SiMLInt

Logo

Simulation and Machine Learning Integration (simlint@mlist.is.ed.ac.uk)

View the Project on GitHub EPCCed/SiMLInt

SiMLInt

SiMLInt is an ExCALIBUR project demonstrating how to integrate Machine Learning (ML) to physics simulations. It combines commonly used, open-source tools with in-house Python scripts to execute ML-aided computational fluid dynamics simulations.

Background

The SiMLInt workflow is currently based on Learned Correction[1] (LC):

The numerical solver is used to simulate a system, with adapted parameters so that the system is under-resolved due to the domain being decomposed to a coarser level than would be optimal. Beyond this, the execution of the simulation remains unchanged and can be parallelised as usual.

The coarse granularity of the domain decomposition means the simulation would diverge from the real evolution of the system. To prevent this, the workflow uses a pre-trained ML model to adjust the grid at every step of the simulation, keeping the system on the right track.

The ML model is often based on a convolutional neural network (CNN), and is trained to predict the difference between the coarse simulation step and a fully-resolved state, coarsened to match the grid dimensions. Notably, the workflow can be used in a parallelised scenario, where the the correction inference is performed in each parallel process separately, using the partial domain as the ML model’s input, and using the model’s prediction to correct only that slice.

The workflow is visualised in the diagram below. The numerical simulation (in our example, the fluid dynamics simulation code, BOUT++) is represented by the black squares and grids, while the Learned Correction loop (in our example, realised in SmartSim by calling a TensorFlow model) returns the correction (orange grid).

SiMLInt workflow

Example Implementation

LC requires a model that is trained to predict the difference between the fully resolved trajectory that runs over a sufficiently fine resolution of the domain and a trajectory that uses coarser domain decomposition (and coarser time steps). To train such a ML model, we need to generate data matching this scenario, as detailed below.

The training dataset can be generated as follows:

  1. Run a fully resolved simulation (denoted F)
  2. Coarsen some timepoints on this fine trajectory (denoted C) – these are inputs for the ML training
  3. Make a coarse simulation step from C (denoted by the arrow labelled ∆t_c)
  4. Calculate the difference between the fully resolved, coarsened grid and the coarse grid (denoted Ĉ) at the equivalent simulation step – this is the target in the ML training

Data Generation

Codes and Dependencies

The workflow consists of a simulation code implemented in a suitable domain solver, a trained ML model that supplements or adjusts part of the computation, and a layer that orchestrates the former two tools. We demonstrate the workflow on the Hasegawa-Wakatani set of equations. Users can test the setup using previously trained models provided. The dataset we have created for the Hasegawa-Wakatani example, based on 32,000 fully resolved points and, in the coarsened state prepared for the ML training, a size of roughly 32 GB. This is available on request.
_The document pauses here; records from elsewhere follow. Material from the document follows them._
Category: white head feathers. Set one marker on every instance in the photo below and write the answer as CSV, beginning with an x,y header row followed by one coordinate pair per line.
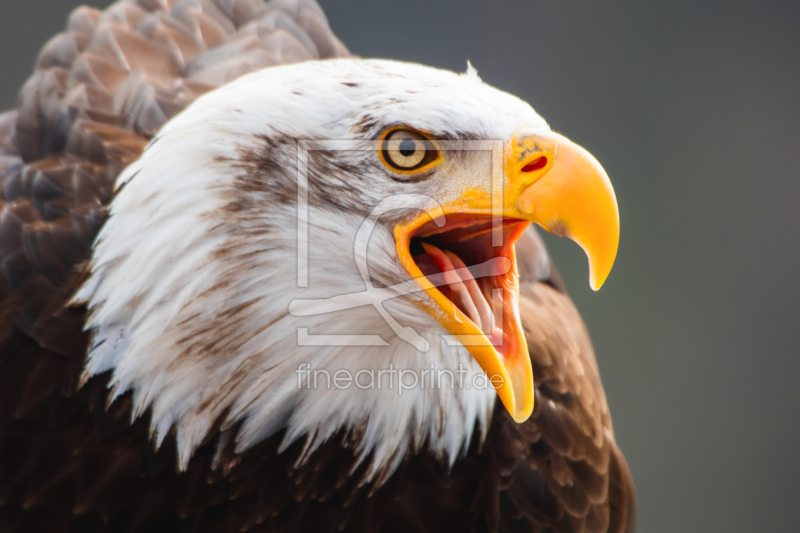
x,y
193,273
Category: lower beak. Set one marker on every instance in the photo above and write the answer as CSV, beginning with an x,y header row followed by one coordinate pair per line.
x,y
547,179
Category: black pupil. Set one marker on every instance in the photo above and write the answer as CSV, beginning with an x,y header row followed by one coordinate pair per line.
x,y
407,147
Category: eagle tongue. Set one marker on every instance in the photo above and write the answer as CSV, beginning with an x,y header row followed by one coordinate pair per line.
x,y
465,291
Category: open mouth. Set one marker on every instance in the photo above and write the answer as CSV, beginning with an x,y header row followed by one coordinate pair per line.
x,y
468,268
476,275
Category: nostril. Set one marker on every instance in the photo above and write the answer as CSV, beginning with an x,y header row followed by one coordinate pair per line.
x,y
535,165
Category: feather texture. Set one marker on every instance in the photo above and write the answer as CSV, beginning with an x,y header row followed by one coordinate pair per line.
x,y
72,460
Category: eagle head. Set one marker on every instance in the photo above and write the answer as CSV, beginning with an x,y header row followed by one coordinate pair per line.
x,y
328,223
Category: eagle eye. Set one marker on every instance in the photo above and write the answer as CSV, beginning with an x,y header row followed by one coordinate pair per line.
x,y
408,151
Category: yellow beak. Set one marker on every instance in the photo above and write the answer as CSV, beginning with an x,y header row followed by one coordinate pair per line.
x,y
551,181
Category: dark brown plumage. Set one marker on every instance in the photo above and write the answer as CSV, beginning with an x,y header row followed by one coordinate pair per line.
x,y
70,462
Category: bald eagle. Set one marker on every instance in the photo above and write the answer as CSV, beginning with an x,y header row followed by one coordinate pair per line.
x,y
252,283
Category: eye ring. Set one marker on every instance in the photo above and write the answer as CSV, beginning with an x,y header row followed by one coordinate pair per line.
x,y
408,151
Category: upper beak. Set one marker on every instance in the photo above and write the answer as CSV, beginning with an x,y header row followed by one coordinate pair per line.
x,y
570,196
555,183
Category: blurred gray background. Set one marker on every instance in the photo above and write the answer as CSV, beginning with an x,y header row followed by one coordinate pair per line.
x,y
693,108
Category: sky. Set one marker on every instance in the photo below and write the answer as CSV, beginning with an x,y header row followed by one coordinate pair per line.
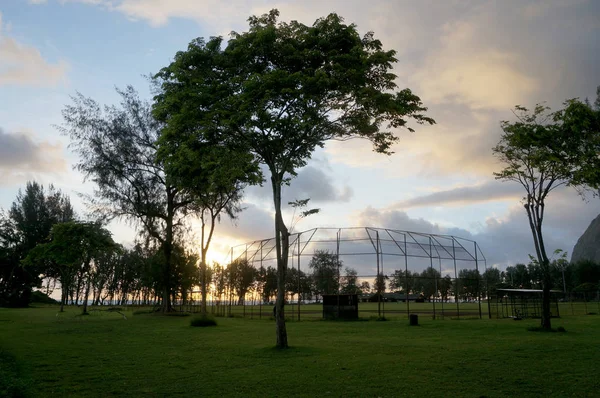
x,y
470,62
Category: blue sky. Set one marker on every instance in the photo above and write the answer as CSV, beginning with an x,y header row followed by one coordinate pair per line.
x,y
470,61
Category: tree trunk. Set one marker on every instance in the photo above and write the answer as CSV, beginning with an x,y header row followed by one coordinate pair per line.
x,y
87,293
63,298
535,223
204,284
282,247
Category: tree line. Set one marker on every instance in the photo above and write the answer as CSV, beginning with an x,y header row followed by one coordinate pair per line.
x,y
267,97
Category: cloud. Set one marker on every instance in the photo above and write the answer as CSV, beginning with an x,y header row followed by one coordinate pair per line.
x,y
507,239
21,64
252,224
466,71
465,195
19,154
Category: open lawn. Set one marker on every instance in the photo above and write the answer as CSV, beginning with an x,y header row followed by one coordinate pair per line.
x,y
43,353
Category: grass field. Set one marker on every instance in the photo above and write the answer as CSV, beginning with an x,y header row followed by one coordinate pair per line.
x,y
43,353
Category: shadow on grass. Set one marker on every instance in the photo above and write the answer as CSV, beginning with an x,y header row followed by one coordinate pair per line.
x,y
559,329
12,382
290,352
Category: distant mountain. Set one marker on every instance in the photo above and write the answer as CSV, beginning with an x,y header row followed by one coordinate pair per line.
x,y
588,245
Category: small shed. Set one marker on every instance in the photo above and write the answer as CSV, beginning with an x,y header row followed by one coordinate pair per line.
x,y
524,303
340,306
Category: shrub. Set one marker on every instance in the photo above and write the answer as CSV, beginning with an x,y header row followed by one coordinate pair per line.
x,y
203,321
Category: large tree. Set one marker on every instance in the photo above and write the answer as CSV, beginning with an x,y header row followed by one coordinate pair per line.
x,y
280,90
543,151
216,176
74,247
27,223
118,152
325,268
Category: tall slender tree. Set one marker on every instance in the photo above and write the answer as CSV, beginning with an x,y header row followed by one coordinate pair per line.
x,y
280,90
543,151
118,152
28,223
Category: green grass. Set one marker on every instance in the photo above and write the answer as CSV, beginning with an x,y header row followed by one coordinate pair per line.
x,y
397,310
149,355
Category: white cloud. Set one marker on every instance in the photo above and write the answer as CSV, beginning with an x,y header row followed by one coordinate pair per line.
x,y
466,71
507,239
20,155
21,64
465,195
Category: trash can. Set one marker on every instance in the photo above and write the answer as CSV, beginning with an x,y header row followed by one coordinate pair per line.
x,y
414,320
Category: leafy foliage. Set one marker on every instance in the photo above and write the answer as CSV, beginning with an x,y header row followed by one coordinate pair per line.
x,y
543,151
325,268
118,151
26,224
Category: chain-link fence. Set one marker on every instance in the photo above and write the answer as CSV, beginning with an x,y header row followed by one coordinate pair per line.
x,y
394,273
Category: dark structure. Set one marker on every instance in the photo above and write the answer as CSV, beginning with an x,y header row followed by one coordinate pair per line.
x,y
524,303
340,306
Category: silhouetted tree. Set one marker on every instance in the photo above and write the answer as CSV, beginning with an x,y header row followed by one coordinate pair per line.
x,y
325,268
543,151
26,224
279,91
118,152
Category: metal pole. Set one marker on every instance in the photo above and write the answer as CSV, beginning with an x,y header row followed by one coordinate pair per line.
x,y
263,289
455,279
299,287
406,279
382,276
337,256
478,280
488,293
441,297
377,277
431,266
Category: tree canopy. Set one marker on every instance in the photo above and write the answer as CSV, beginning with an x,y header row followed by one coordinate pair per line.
x,y
542,151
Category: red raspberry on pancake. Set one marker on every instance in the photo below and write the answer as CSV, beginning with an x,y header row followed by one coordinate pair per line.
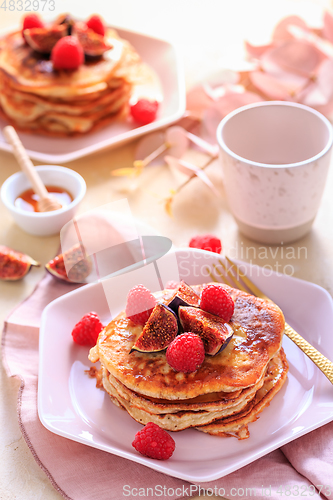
x,y
144,111
86,331
67,53
216,300
31,21
154,442
96,24
186,353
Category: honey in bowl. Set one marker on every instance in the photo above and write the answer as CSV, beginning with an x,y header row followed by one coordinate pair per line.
x,y
28,200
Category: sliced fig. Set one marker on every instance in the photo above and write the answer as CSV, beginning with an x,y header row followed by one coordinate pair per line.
x,y
184,296
44,39
215,333
92,43
159,331
79,264
14,265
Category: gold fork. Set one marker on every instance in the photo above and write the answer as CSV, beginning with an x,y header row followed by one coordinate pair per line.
x,y
324,364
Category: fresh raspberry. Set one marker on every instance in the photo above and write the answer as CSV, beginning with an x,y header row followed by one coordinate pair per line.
x,y
186,353
154,442
67,53
206,242
31,21
144,111
216,300
86,331
95,23
172,284
140,303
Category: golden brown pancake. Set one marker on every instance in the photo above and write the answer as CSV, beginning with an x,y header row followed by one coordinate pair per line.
x,y
222,421
258,329
36,98
237,424
214,401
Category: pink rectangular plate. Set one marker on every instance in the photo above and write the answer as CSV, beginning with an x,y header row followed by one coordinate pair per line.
x,y
164,59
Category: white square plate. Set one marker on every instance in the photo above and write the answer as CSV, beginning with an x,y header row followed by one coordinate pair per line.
x,y
164,59
70,405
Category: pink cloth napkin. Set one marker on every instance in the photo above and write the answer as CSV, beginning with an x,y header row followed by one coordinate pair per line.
x,y
79,472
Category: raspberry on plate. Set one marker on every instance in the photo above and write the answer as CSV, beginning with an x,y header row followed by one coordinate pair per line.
x,y
86,331
67,53
144,111
154,442
32,21
96,24
139,305
206,242
216,300
186,353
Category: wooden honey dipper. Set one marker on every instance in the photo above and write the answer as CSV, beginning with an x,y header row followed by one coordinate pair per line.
x,y
46,203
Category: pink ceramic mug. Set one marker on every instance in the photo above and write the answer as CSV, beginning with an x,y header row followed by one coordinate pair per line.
x,y
275,157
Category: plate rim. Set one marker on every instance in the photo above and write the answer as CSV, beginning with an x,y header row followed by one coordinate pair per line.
x,y
276,443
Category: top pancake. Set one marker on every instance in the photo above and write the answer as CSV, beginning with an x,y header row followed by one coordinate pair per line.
x,y
32,72
258,329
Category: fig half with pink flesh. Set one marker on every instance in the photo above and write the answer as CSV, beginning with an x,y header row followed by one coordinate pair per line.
x,y
14,265
184,295
159,331
92,43
75,260
44,39
214,332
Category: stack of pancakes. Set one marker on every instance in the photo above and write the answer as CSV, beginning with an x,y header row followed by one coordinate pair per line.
x,y
222,397
36,98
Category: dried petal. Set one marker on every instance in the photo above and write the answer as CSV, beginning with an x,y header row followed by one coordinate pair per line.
x,y
328,26
177,140
168,205
325,46
296,56
147,145
189,169
230,102
128,172
256,51
281,31
197,100
210,120
319,92
270,86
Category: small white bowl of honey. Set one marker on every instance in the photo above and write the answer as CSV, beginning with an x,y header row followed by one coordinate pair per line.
x,y
66,185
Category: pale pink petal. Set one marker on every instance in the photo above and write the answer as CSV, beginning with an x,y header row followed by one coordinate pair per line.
x,y
291,81
327,30
147,145
177,140
197,100
204,145
281,31
210,120
296,56
230,102
189,169
270,86
319,92
223,82
325,46
256,51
Our example workflow uses the following tools:

To reproduce our work, the system needs to have installed these tools in the versions suitable for SmartSim. For this step, it is best to follow the tool’s installation instructions; however, we provide an example step-by-step and expected outcomes at each stage for installing these on Cirrus.

Instructions to recreate our implementation are linked below.

  1. > Cirrus Installation
  2. > General Data Generation and ML Training
  3. > SiMLInt Data Generation Implementation
  4. > SiMLInt ML Training Implementation
  5. > SiMLInt Simulation

SiMLInt Docker images have been built for CPU (7.6 GB) and GPU (17.1 GB). The CPU version can perform run BOUT++ Hasegawa-Wakatani simulations, generate ground-truth data, or run SiMLInt simulations with inference, while the GPU version is intended for use in training ML models (note: The NVIDIA Container Toolkit is required to run CUDA images). For Docker container usage instructions, click here.

References

[1] Kochkov, D., Smith, J.A., Alieva, A., Wang, Q., Brenner, M.P. and Hoyer, S., 2021. Machine learning–accelerated computational fluid dynamics. Proceedings of the National Academy of Sciences, 118(21), p.e2101784118.